Here’s the plain truth: 99.9% of people don’t know what an ESL teacher is, or what they actually do. The shocker? Neither do I sometimes. Some may try deceiving their relatives into thinking they have this huge important job, when really that teacher hasn’t the slightest clue what’s going on. Welcome to my world.
Sigh. Here are a few disclaimers about this post:
a. I’ve never worked in a public school, and I know 90% of their employed foreigners are legitimately putting together lesson plans, learning boards, etc.
b. This is a generalized post about the stories and jokes bounced off of teachers in a social setting. Don’t take this post too seriously.
c. I really do love the randomness of my job. If anything it leads to a very entertaining life.
There is no such thing as a training week when you first start.
If you’re thinking about teaching abroad, you better forget about having to sit and observe for hours of class time before you are able to teach. Odds are you’ll actually be sitting through only one or two classes before you’re thrown to the rambunctious wolves, and that’s if you’re lucky. I’ve walked into a school (first day of class) and was expected to jump right in and teach an hour class with no material. Sometimes you’ll find that even if you do have material, you’re co-teacher just may go ahead and decide to teach your pre-planned work so you’re left to come up with something educational and equally entertaining for the students in less than 5 minutes. Yay.
The kids know you’re new.
These little buggers are smart. You’re not the first new foreign teacher to ever hit their classroom, and they know how to play the system. Most likely your first few days will be something very similar as to what you’d experience in a psych ward (students screaming, students off in their own world, students randomly starting fights out of nothing), except you have no idea what’s going on because they’re all speaking a language that sounds pretty much like gibberish to you.
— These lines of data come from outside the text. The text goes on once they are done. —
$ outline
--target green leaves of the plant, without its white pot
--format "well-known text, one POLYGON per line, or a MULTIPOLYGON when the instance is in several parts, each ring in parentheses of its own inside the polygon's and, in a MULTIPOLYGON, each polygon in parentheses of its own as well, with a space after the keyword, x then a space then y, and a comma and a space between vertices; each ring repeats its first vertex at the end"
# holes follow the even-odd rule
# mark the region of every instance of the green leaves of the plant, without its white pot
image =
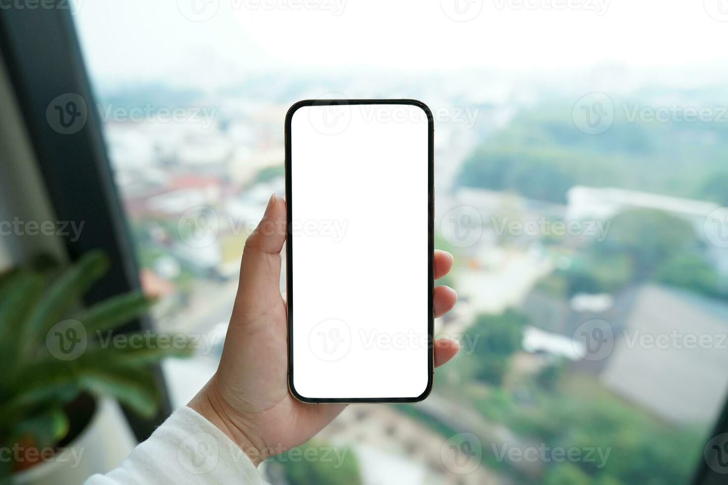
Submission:
MULTIPOLYGON (((92 251, 68 268, 16 268, 0 277, 0 446, 56 446, 68 433, 68 405, 83 393, 111 396, 144 417, 157 411, 159 391, 148 366, 187 355, 190 345, 186 337, 169 345, 170 336, 151 332, 116 332, 124 340, 110 340, 153 302, 134 291, 79 308, 108 265, 103 252, 92 251), (141 345, 128 344, 134 335, 141 345)), ((20 465, 6 461, 0 477, 20 465)))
You’ll learn the rules of conduct (as a teacher) in Korea are not the same as in the US.
The first time my co-teacher came into my class, literally grabbed a trouble student by the shoulders, dragged him out of class, and THEN proceeded to hit him on the legs with a stick, I was floored. Very quickly I began to realize there really isn’t much of a physical barrier/bubble between the students and teachers. Sure there’s crossing the line, but teachers get away with all sorts of stuff here including being able to love on their students.
The first time I had to forcefully pick up and drag a screaming 6 year old out of class to go see the principle, I couldn’t help but think, ” Holy cow, if I lived in the States, I’d get in trouble or be fired for this one.” Just because I laid one finger on the little troublemaker. Maybe it’s not as bad as I’m imagining? I was never a teacher back home.
Your co-teachers love to talk about you (in Korean) in front of your face, but never care to explain to you what they were talking about
This is pretty much the worst thing in the world, but I’ve gotten used to it and can now turn a blind eye. The school I worked at this year was run by 100% Korean speaking ladies. Yes, only women. I only had one co-teacher that spoke English, and I’d go to her for all my questions. There is no mistaking the words ‘me-gook’ (American) and way-gook (foreigner), they’re pretty easy to pick up in a sentence. Yep, you’ll be talked about, anything from your teaching skills, the ‘funny’ clothes you wear, to the way you do your hair. Embrace the attention and love.
School meals are never the right choice for lunch
I’ve given school meals a chance time and time again because not only is it easer just to eat where you’re working, but your school will usually provide a free meal for you. The problem is, 90% of everything on the daily menu would be unrecognizable to the general American public. You can typically find a healthy serving of pickled sparrow eggs, fermented vegetables, and dried minnows. Bon Appétit!
Out of the blue, your students surprise you.
The tasks, challenges, and adventures of being an ESL teacher can be ridiculously daunting and exhausting, not to mention emotionally draining. Not only do you have to face trying to figure out living in a foreign country, you have to pretend to have all your ‘ducks in a row’ as you go day in and day out working your professional job. Almost 100% of the time it feels like you’re teaching to a bunch of rocks: running, dancing, and flitting yourself around just to try and keep them happy (because heaven forbid if you lose a student).
But then a little ray of hope and appreciation appears. You have a student’s mother write you a letter accompanied by the oat precious homemade crafts telling you how much she appreciates you. Your students throw a gigantic surprise birthday for you complete with a personal slice a cake one of your students bought from the bakery down the street. You get bear hugged from your obnoxious 5 year old that ran into you at the grocery store as they loudly proclaim, “I love you, I love you teacher!” You’re able to have a legitimate conversation with your 12 year old class when, at the beginning of the year, they couldn’t even say their own names. It’s in those moments that you know you’ve done a good job.
I’m an ESL teacher. My life is a constant chaotic mess of confusion and unclarity, but I love it.